No Formula One season would be complete without a visit to Montreal and the Canadian Grand Prix, a tour stop that Brawn considers among the absolute best.
“My career in Formula One started about the time the [Canadian Grand Prix] started in Montreal [in 1978] and I’ve been to a vast majority of races here over the years,” Brawn said. “It’s always a very enjoyable experience. Montreal fans and Canadian fans are very well informed and very enthusiastic. They get the sport. Some races you go to, you get the feeling that people are going to a party – and no criticism, but you come to Montreal and you feel like you’ve got real enthusiasm [for racing]. You go around the city and you see the events going on and, for me, it’s a great template for the sort of model that Formula One needs where you’ve got a great racetrack and a great destination.”
Brawn cites the Canadian Grand Prix as the type of event that turn somebody into a Formula One fan.

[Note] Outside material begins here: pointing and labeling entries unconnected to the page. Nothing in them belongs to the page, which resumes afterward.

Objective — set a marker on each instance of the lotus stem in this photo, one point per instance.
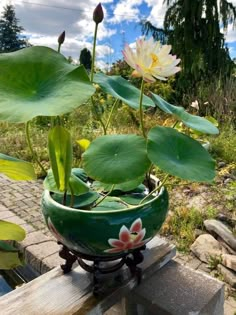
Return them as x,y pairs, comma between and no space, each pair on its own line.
141,108
110,115
72,197
94,51
112,187
33,153
155,189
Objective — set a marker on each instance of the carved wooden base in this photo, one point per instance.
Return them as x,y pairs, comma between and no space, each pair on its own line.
97,268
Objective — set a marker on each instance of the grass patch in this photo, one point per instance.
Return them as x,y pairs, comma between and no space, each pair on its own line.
224,145
182,225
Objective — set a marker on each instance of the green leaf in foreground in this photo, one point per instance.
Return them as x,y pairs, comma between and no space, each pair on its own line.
179,155
75,184
16,169
38,81
194,122
122,89
60,154
115,159
127,186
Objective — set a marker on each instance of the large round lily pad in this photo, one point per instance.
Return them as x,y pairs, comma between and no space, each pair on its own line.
114,159
179,155
38,81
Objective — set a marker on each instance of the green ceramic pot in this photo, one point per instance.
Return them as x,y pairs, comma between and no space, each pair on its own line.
105,233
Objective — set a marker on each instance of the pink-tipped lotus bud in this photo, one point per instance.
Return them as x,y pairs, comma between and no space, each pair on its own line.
98,14
61,38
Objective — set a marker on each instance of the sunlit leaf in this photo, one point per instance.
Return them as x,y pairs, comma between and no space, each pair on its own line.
127,186
16,169
60,154
77,185
83,143
38,81
115,159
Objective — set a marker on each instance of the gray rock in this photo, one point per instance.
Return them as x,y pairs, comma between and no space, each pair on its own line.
222,230
229,261
229,275
205,247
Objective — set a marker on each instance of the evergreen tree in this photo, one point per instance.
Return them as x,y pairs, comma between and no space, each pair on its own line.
10,31
85,58
193,30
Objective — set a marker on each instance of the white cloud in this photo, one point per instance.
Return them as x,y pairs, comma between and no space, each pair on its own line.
44,23
126,10
230,34
157,14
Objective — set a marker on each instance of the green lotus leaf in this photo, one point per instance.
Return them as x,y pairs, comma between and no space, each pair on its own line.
192,121
122,89
110,204
60,155
179,155
16,169
115,159
84,201
79,172
127,186
38,81
78,186
135,199
11,231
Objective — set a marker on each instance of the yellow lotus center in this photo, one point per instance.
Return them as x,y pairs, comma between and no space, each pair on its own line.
155,60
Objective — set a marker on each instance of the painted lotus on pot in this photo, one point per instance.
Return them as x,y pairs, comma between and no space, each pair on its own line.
105,233
128,238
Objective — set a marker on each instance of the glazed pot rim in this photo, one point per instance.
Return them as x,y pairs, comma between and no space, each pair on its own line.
47,194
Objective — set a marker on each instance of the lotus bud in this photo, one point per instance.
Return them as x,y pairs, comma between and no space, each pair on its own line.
61,38
98,14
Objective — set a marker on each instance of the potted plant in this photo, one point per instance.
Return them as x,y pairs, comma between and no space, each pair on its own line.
103,209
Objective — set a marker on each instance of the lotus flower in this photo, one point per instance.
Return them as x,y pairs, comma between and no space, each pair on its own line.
128,238
151,60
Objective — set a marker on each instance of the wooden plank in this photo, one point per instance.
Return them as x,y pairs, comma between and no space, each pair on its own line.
71,294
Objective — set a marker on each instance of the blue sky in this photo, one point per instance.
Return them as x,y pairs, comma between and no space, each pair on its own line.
44,20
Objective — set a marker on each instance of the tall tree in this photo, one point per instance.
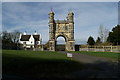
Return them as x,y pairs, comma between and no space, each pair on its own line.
103,33
98,41
91,41
114,35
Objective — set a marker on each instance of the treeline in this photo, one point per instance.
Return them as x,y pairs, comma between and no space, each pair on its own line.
106,37
10,40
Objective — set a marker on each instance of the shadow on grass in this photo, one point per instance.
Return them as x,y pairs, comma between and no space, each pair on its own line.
20,68
23,68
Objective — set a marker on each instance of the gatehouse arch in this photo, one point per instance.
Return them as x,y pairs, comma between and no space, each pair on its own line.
64,28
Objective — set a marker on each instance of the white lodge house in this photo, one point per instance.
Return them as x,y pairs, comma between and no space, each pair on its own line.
30,41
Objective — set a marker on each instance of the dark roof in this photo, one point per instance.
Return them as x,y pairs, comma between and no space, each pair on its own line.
25,37
36,37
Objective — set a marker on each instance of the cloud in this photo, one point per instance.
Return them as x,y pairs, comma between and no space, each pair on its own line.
33,16
60,0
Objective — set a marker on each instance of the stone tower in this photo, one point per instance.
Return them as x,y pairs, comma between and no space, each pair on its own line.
64,28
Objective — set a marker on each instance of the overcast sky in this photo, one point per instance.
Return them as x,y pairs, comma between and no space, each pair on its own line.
33,16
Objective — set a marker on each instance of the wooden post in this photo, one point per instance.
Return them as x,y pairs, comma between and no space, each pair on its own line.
111,48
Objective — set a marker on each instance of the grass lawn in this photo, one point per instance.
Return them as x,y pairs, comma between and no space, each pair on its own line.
111,55
38,64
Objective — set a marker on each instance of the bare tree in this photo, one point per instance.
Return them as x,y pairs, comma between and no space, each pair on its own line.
103,33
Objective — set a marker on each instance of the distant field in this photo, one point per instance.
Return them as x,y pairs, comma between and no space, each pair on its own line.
111,55
38,64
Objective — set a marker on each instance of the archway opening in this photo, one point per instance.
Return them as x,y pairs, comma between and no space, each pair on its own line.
60,43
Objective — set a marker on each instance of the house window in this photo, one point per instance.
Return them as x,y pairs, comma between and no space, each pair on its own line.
24,43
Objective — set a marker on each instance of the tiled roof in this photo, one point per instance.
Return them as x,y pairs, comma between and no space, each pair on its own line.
25,37
36,37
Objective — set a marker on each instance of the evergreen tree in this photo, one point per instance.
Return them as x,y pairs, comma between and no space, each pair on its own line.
91,41
114,36
98,41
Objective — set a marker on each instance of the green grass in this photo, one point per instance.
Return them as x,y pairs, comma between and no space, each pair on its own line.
38,64
110,55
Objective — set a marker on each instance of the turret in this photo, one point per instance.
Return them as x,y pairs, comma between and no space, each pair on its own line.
51,24
70,17
51,16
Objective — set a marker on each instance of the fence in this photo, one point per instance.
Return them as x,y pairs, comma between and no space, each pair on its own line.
100,48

“I often tell friends of mine who ask me, ‘What race should I go to?’ to go to Montreal,” Brawn said. “You won’t get ripped off with hotels. You’ll have a great city to eat and go around and a track that’s only a couple of miles away from the city centre. What is there not to like?”Formula One is set to return to Montreal for the 41st time on June 14 where Hamilton could become the first seven-time winner of the Canadian Grand Prix.